Sejak awal kasus seseorang ditangani polisi, sudah mulai diperas. Saat berkas acara pemeriksaannya dilimpahkan ke kejaksaan, mulai diperas lagi oleh oknum aparat kejaksaan.

"Di kejaksaan memerasnya lebih lama, sehingga yang didapat kejaksaan dari orang yang diperas tersebut kurang lebih sama dengan yang didapat polisi," katanya.

Setelah berkas acara pemeriksaan tersangka diserahkan ke pengadilan, yang bermasalah kembali diperas oleh oknum aparat di pengadilan sehingga saat kasusnya disidang, yang bersangkutan tinggal tulang.
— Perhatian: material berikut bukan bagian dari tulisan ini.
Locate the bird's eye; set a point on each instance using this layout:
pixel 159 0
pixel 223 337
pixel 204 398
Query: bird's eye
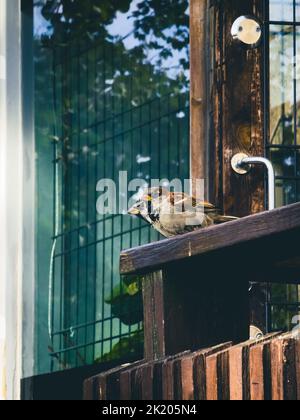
pixel 147 197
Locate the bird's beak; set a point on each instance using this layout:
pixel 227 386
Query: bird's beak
pixel 134 211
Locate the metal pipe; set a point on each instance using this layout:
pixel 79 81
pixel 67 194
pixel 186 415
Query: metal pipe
pixel 246 161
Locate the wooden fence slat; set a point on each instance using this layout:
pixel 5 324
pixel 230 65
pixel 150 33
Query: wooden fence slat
pixel 266 369
pixel 212 378
pixel 125 386
pixel 236 377
pixel 199 374
pixel 187 379
pixel 297 359
pixel 289 370
pixel 89 389
pixel 256 363
pixel 276 352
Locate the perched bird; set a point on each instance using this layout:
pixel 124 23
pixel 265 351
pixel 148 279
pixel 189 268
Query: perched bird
pixel 172 213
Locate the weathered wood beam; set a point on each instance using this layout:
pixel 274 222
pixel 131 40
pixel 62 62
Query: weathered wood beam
pixel 199 38
pixel 276 231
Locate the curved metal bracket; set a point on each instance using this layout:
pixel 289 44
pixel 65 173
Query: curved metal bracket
pixel 242 164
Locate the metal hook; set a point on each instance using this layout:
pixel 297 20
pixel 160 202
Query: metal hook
pixel 242 163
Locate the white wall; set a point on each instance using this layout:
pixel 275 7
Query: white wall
pixel 11 169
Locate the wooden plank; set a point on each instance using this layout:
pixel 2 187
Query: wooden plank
pixel 153 296
pixel 108 384
pixel 236 373
pixel 237 109
pixel 289 370
pixel 297 361
pixel 276 349
pixel 187 379
pixel 89 391
pixel 256 362
pixel 199 374
pixel 198 92
pixel 159 377
pixel 212 378
pixel 125 386
pixel 260 231
pixel 142 382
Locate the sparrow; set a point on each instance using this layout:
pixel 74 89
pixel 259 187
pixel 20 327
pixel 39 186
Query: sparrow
pixel 173 213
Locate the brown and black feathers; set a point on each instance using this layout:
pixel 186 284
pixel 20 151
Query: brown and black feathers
pixel 174 214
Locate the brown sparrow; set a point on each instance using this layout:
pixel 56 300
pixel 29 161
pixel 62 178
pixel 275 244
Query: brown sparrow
pixel 174 214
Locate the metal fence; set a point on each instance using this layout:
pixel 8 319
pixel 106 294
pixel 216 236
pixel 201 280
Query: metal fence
pixel 282 122
pixel 113 109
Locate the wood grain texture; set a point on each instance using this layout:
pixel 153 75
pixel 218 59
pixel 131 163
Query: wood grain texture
pixel 199 83
pixel 276 349
pixel 237 110
pixel 154 328
pixel 236 377
pixel 255 370
pixel 264 232
pixel 256 362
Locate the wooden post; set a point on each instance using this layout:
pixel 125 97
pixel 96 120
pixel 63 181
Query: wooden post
pixel 237 110
pixel 199 83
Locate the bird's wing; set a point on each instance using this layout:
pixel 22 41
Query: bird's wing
pixel 186 203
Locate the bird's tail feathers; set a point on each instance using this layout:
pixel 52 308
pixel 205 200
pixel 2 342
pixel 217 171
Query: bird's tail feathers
pixel 224 219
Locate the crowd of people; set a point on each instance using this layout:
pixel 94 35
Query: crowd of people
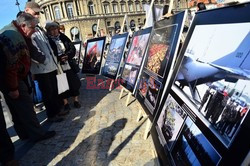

""Hakim pengadilan kemungkinan tidak tahu menahu dengan dengan pemerasan ini, karena melalui panitera. Apakah uang hasil perasan sampai ke tangan hakim, itu tidak jelas," katanya.

Ketika para pelaku pemerasan ini melakukan pertemuan mendiskusikan hasil pemerasan, yang terbanyak mendapat bagian ternyata adalah pengacara yang berangkutan.

Selain melakukan pemerasan, para oknum penegak hukum kerapkali tidak memberikan kepastian hukum kepada yang bermasalah.

Bahkan, ujarnya, tidak jarang seseorang yang bermasalah hukum dijadikan komoditas untuk mendapatkan keuntungan pribadi oleh oknum-oknum penegak hukum.

"Mestinya orang yang bermasalah hukum segera dituntaskan masalahnya, bisa mendapatkan kepastian hukum," katanya.

Meski demikian, ujarnya, tidak sedikit polisi dan jaksa yang bermental baik dan benar-benar mau menegakkan hukum.

ICMI sebagai organisasi Islam terbesar, kata dia, harus mengambil peran menghentikan praktik-praktik oknum penegak hukum sekaligus mendorong terciptanya penegakkan supremasi hukum.

"ICMI harus mendorong terciptanya penanganan masalah hukum yang tuntas dan memberi kepastian hukum pada masyarakat. Selain itu, juga mendorong agar orang yang diproses hukum dengan tuduhan korupsi benar-benar orang yang melakukan dan menikmati hasil korupsi," katanya.